LiteratureFinding - finding_description, finding_type, source, quality, reported_lr_positive, reported_lr_negative, relevant_diseases, supports_disease, opposes_disease, raw_text.
VerificationResult - lab_claim_checks, lr_source_checks, inconsistencies_found, warnings, overall_consistent.
LabClaimCheck - claim, test_name, llm_interpretation, engine_z_score, engine_severity, consistent, discrepancy.
LRSourceCheck - finding, disease, lr_value, source, capped.
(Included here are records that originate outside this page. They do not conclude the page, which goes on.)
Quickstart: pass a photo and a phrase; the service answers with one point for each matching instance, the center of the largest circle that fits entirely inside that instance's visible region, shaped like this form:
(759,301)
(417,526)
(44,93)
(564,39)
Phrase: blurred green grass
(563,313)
Other: LabPanel, LabTrend, RecommendedTest, ProblemRepresentation, SemanticQualifier, LabSummary, FindingSummary, RatioResult, LoopIteration.
{ "test_name": {
"loinc": "6690-2",
"unit": "x10^3/uL",
"ranges": {
"adult_male": {"low": 4.5, "high": 11.0},
"adult_female": {"low": 4.0, "high": 10.5},
"child": {"low": 5.0, "high": 13.0},
"elderly": {"low": 3.8, "high": 10.8},
"default": {"low": 4.5, "high": 11.0}
},
"critical_low": 2.0,
"critical_high": 30.0
}}{ "disease_key": {
"description": "...",
"pattern": {
"analyte": {"direction": "increased|decreased", "typical_z_score": 3.0, "weight": 0.9}
},
"key_ratios": [{"name":"...", "numerator":"...", "denominator":"...", "expected_direction":"..."}],
"collectively_abnormal": false,
"prevalence": "1 in 500"
}}Diseases: iron_deficiency_anemia, vitamin_b12_deficiency, hemochromatosis, hypothyroidism, hyperthyroidism, diabetic_ketoacidosis, cushing_syndrome, addison_disease, hepatocellular_injury, cholestatic_liver_disease, DIC, chronic_kidney_disease, multiple_myeloma, primary_hyperparathyroidism, hemolytic_anemia, preclinical_sle, tumor_lysis_syndrome, rhabdomyolysis.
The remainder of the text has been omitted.